UPDATE: Video Link to iBooks Textbooks overview
When I worked for Steve to reconstitute the Apple University Consortium in 1997, it was clear then how passionate Steve was for the education market. Not only did he believe (then) that technology could change the way students learn - but he also believed that the Education market could be an important foothold for Apple's business over time. Get students excited about the Mac in college and they become lifelong purchasers and evangelists.
Yet Steve learned an important lesson over time (and his experience trying to sell NeXT exclusively at Higher Education cemented this belief): that technology alone could not change the way students learn. Students - and teachers - needed more than just access to technology to change the world of education.

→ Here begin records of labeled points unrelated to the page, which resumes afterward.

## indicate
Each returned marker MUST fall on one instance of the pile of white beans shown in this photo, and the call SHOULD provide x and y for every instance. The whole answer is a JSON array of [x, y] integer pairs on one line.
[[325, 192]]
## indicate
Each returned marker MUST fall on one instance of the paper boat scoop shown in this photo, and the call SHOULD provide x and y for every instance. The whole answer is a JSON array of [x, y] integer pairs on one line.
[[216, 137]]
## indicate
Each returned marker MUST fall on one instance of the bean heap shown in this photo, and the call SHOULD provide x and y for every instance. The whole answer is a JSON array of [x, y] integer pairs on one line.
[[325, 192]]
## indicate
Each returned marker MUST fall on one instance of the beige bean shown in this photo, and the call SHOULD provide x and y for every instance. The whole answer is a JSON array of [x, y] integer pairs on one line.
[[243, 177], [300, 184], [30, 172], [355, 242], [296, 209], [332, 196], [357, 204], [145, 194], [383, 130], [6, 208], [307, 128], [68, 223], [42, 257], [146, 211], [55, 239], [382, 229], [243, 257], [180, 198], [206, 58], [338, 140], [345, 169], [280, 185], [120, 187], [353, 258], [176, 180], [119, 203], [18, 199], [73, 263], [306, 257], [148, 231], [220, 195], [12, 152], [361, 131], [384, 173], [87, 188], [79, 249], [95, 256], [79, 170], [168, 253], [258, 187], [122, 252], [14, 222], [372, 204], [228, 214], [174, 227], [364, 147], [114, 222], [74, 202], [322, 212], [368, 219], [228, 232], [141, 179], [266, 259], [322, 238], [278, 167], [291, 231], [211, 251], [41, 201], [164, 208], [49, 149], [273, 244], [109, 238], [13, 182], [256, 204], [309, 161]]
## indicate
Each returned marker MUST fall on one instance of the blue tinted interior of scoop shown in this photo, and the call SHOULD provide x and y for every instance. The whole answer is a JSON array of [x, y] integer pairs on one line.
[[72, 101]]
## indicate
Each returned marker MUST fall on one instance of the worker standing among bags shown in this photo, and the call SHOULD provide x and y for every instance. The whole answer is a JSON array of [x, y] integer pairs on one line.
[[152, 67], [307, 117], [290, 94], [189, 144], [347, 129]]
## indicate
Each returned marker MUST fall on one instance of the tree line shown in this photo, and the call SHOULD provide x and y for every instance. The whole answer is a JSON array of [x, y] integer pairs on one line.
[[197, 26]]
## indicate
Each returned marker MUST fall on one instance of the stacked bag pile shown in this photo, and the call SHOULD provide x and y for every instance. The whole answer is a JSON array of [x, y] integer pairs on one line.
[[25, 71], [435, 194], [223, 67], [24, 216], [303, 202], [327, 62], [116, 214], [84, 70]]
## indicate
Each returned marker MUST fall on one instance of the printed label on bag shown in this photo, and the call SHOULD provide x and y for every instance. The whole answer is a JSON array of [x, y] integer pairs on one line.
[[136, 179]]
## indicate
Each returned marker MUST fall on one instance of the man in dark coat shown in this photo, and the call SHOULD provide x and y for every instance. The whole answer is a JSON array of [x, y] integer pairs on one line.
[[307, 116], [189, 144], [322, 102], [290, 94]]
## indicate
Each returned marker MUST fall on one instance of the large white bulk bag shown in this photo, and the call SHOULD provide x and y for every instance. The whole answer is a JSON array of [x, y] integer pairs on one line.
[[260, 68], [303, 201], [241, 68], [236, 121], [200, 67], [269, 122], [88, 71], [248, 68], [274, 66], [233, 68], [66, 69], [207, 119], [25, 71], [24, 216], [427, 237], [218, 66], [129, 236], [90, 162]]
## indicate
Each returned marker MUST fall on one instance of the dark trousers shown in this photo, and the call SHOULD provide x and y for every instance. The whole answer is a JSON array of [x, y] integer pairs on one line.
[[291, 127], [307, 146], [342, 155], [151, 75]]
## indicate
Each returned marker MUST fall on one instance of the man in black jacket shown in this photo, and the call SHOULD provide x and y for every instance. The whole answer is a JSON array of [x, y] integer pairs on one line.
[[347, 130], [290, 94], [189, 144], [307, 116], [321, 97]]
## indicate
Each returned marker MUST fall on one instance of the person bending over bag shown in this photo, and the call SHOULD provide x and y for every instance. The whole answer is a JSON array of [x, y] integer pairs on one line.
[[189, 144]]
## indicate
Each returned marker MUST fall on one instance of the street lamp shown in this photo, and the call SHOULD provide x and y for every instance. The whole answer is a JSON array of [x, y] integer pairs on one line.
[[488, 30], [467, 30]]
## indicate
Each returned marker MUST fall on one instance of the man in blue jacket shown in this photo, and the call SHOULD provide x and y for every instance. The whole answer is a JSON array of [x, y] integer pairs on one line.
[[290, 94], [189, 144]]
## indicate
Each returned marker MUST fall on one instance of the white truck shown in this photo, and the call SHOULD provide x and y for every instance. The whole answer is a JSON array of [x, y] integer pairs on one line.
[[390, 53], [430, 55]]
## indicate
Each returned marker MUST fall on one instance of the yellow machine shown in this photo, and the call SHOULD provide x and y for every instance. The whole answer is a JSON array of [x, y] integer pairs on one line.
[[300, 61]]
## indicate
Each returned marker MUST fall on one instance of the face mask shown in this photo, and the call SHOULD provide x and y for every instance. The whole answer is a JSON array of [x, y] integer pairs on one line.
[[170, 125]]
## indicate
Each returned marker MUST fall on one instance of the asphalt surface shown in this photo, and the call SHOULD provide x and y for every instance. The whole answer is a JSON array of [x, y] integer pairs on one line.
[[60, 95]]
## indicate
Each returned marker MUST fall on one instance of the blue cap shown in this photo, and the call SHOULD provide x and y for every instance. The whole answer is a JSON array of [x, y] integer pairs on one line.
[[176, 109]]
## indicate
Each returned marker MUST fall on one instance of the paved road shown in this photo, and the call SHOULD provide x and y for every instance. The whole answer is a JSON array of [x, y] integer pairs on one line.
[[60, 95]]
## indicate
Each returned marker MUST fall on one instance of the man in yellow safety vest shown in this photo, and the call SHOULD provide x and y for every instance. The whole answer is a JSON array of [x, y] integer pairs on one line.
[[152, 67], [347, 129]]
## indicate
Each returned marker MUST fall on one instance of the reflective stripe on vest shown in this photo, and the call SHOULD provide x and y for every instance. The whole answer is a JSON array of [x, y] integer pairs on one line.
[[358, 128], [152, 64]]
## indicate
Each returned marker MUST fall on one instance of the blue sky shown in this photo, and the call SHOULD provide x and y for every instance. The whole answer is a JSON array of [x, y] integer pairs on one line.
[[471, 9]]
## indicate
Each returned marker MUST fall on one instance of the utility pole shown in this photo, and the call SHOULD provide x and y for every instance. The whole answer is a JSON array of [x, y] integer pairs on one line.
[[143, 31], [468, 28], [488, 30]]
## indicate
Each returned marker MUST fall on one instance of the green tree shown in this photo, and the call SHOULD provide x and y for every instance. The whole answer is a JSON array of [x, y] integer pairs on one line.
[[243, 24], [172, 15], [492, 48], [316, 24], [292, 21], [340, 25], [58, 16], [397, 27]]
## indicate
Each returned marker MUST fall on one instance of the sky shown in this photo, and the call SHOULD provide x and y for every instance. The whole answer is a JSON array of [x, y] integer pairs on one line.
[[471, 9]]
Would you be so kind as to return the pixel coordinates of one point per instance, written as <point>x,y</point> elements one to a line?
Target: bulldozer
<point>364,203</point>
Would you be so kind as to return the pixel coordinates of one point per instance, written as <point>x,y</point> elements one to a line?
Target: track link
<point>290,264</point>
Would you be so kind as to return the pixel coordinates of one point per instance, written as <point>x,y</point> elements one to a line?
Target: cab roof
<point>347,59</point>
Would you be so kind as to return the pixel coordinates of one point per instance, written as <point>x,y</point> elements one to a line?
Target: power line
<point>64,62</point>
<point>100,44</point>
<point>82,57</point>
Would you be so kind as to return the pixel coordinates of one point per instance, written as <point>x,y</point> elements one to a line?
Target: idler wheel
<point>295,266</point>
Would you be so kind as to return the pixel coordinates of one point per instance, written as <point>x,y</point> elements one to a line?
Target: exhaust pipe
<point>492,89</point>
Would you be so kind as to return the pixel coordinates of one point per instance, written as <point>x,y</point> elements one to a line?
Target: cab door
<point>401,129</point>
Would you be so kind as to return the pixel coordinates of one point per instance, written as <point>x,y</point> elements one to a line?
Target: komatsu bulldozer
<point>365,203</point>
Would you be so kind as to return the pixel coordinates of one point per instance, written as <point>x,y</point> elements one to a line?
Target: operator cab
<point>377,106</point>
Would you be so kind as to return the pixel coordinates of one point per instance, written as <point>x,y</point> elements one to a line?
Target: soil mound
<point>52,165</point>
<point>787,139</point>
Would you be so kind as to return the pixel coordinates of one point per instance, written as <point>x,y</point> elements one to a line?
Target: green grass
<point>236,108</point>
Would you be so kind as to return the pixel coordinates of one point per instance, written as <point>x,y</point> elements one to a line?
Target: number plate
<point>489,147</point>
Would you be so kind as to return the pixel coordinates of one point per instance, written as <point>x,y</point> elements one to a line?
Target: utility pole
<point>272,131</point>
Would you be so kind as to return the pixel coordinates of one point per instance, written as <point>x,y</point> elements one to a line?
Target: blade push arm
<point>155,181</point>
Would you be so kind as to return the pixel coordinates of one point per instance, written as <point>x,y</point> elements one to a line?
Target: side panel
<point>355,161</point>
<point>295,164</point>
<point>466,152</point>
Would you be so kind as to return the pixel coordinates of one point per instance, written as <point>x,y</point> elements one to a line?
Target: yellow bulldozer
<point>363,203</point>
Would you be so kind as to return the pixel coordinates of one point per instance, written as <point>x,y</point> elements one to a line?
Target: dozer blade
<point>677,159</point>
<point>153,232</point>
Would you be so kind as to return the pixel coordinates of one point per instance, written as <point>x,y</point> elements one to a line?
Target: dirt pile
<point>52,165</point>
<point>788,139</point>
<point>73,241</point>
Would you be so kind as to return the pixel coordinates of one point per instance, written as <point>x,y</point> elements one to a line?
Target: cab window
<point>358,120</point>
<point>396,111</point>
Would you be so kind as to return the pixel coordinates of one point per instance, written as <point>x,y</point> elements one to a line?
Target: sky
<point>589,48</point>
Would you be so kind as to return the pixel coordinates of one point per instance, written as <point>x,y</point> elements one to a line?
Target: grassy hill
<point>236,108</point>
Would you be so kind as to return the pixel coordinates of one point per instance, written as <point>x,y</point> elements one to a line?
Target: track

Apple has quietly been working with publishers and textbook providers to help them see this vision: while Kindle has helped some well-off consumers experience a better way to consume their New York Times Bestseller's fix, it has done nothing to help reduce the burden on average cash-strapped student wallet or back(pack). Apple aims to change this.
While not for everyone, Apple's new iBooks Textbook platform will apply Apple's ease of use to a traditionally murky process: publishing ebooks or textbooks. Naturally Apple's solution will make it simple to publish directly to the iBookstore and is aimed squarely at students' iPads. This becomes something of a virtuous cycle: faculty can easily publish custom books for their classes and require their students to use that book...which requires them to purchase an iPad.
The economic are simple: just a few textbooks can cost a student more than an iPad and are likely to never be used again. And the missing element is finally provided: interactive content that compels students to learn anywhere and everywhere. Apple hopes this revitalizes the textbook industry with the iPad at its center - just as it put the iPod at the center of the rebirth of digital music. Companies like Kno will give up building their own dual-screen tablet and instead focused on building great software with the iPad as their delivery tool.
If fact, this revolution already begun.